[PATCH] py3: catch StopIteration from next() in generatorset

Martin von Zweigbergk martinvonz at google.com
Wed Jun 21 02:13:02 EDT 2017


On Tue, Jun 20, 2017 at 11:09 PM, Martin von Zweigbergk
<martinvonz at google.com> wrote:
> On Tue, Jun 20, 2017 at 8:38 PM, Gregory Szorc <gregory.szorc at gmail.com> wrote:
>> On Tue, Jun 20, 2017 at 3:24 PM, Martin von Zweigbergk via Mercurial-devel
>> <mercurial-devel at mercurial-scm.org> wrote:
>>>
>>> On Tue, Jun 20, 2017 at 2:53 PM, Sean Farley <sean at farley.io> wrote:
>>> > Martin von Zweigbergk via Mercurial-devel
>>> > <mercurial-devel at mercurial-scm.org> writes:
>>> >
>>> >> # HG changeset patch
>>> >> # User Martin von Zweigbergk <martinvonz at google.com>
>>> >> # Date 1497992441 25200
>>> >> #      Tue Jun 20 14:00:41 2017 -0700
>>> >> # Node ID f86d21c457209f5f5a139bcc808be33fbd930424
>>> >> # Parent  0906385672d754f13a512fe70759f0463a069f1e
>>> >> py3: catch StopIteration from next() in generatorset
>>> >>
>>> >> IIUC, letting the StopIteration through would not cause any bugs, but
>>> >> not doing it makes the test-py3-commands.t pass.
>>> >>
>>> >> I have also diligently gone through all uses of next() in our code
>>> >> base. They either:
>>> >>
>>> >>  * are not called from a generator
>>> >>  * pass a default value to next()
>>> >>  * catch StopException
>>> >>  * work on infinite iterators
>>> >>  * request a fixed number of items that matches the generated number
>>> >>  * are about batching in wireproto which I didn't quite follow
>>> >>
>>> >> I'd appreciate if Augie or someone else could take a look at the
>>> >> wireproto batching and convince themselves that the next(batchable)
>>> >> calls there will not raise a StopIteration.
>>> >
>>> > I was just thinking of doing something like this.
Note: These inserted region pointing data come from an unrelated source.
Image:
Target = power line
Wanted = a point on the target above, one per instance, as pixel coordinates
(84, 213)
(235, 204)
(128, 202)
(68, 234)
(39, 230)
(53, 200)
Shouldn't we just
>>> > 'return None' in Mercurial instead of 'raise StopIteration'?
>>>
>>> I thought "return" was just short for "return None". Are you just
>>> saying that we prefer "return None" in Mercurial? Should I send a v2?
>>
>>
>> I'm not sure what the Python language itself specifies, but from the CPython
>> API, you need to return a PyObject from every function and NULL is
>> interpreted as an exception has been raised. If you have nothing to return,
>> you Py_RETURN_NONE to return None as a PyObject.
>>
>> Yes, the return value of "return" is None. However, "return" and "return
>> None" aren't semantically identical. For generators (functions containing
>> "yield"), it is illegal to have "yield" and "return x" in the same function:
>> you can only use bareword "return" for control flow purposes. So for this
>> patch, "return None" will raise SyntaxError since the function has "yield."
>
> So, in summary, you both think the patch is good? If so, could one of
> you queue it? :-)

Sorry, I realized after sending that that may have sounded pushy. I
also realize you may simply not have had time. I just meant to check
if either of you still head reservations about the patch (potential
wireproto changes is out of scope for this patch, IMO).